The latest rental affordability snapshot from Anglicare Australia paints a grim picture for low-income households trying to access the private rental market.
Of 51,238 rental listings surveyed by Anglicare, only three were affordable for a single person on JobSeeker, and none for someone on Youth Allowance.
Just 0.1% and 0.3% of properties were affordable for single recipients of the Disability Support Pension or Age Pension, respectively.
Anglicare assessed affordability using realestate.com.au listings from March 2025. Rent was deemed affordable if it cost no more than 30% of a household’s income. Thirteen household types were analysed using government income figures and suitability standards based on household composition.
Despite a 13.6 percent increase in listings since 2024, affordability remained static or declined. The report argues that housing costs are the result of policy decisions, not a supply issue.
“The private rental market is simply impossible for Australians on low incomes,” reads the report. “This is not by accident. Many would say that because the housing market has become too expensive, it is broken. However, the truth simply is that the housing market is working exactly as it was designed to.”
Anglicare argues that choices made by governments over the last 40 years “have entrenched inequality in Australia’s private rental market”.
“Government divestment from providing housing has led to dwindling social housing supply as Australia’s population has grown. The prioritisation of private subsidies as a solution has done little to relieve the burden on Australians struggling to make ends meet.”
Older Australians also face challenges. Only 0.3% of listings were affordable for single Age Pensioners, most of which were rooms in a sharehouse.
“Without bold choices, inequality will only entrench further. It is time Australia chooses a future where every Australian can find a place to call home.”
Recommendations
The report recommends phasing out the capital gains tax discount over 10 years and ending negative gearing for new investors, arguing that these measures would generate revenue and remove incentives that drive up property prices.

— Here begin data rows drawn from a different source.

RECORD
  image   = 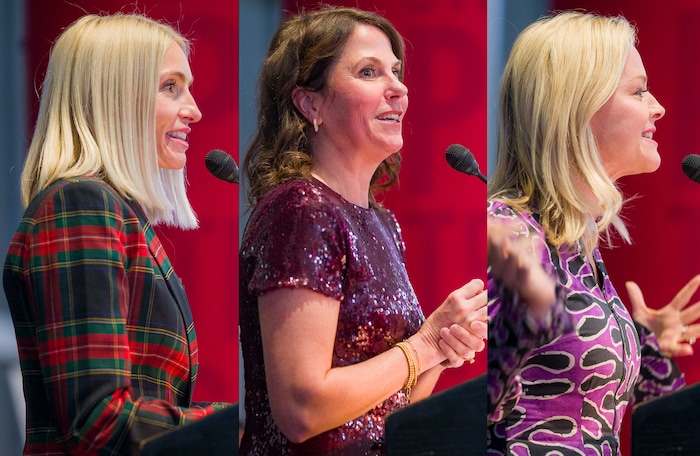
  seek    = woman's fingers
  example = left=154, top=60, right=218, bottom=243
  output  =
left=438, top=324, right=486, bottom=367
left=418, top=280, right=488, bottom=368
left=468, top=319, right=488, bottom=340
left=452, top=280, right=488, bottom=311
left=625, top=281, right=648, bottom=320
left=671, top=275, right=700, bottom=311
left=681, top=301, right=700, bottom=327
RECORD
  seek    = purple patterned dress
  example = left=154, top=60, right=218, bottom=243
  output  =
left=239, top=178, right=425, bottom=456
left=487, top=200, right=684, bottom=456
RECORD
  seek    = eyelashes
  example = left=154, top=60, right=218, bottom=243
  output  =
left=358, top=65, right=402, bottom=78
left=161, top=80, right=177, bottom=93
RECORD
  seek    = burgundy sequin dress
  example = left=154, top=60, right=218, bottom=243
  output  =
left=239, top=178, right=426, bottom=455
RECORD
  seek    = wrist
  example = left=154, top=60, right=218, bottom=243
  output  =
left=408, top=331, right=445, bottom=371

It also calls for an overhaul of Commonwealth Rent Assistance. According to the report, despite costing $5.50 billion in 2023-24, the program fails to reach many low-income renters and leaves half of recipients in rental stress.
The report also urges the government to re-enter the housing market directly. It recommends building 25,000 new public and social homes annually over the next two decades.
Current targets fall short, with only around 3,000 social homes added per year. Anglicare argues that increasing generic housing supply alone will not improve affordability without dedicated investment in social housing.
Party policies not up to scratch
Anglicare will be hard pressed to find much to cheer about in either of Australia’s major political parties’ policies. Economists believe both manifestos will lead to higher property prices.
Labor has pledged to maintain current negative gearing policies, although the incumbent party has also committed to delivering thousands of new social homes via a $2 billion Social Housing Accelerator.
While Labor has pledged to build 1.2 million homes over five years, it has so far failed to match requisite build rates.
LNP challenger Peter Dutton wants to open up superannuation access for home deposits while relaxing serviceability buffers. These policies, among others, have been deemed inflationary.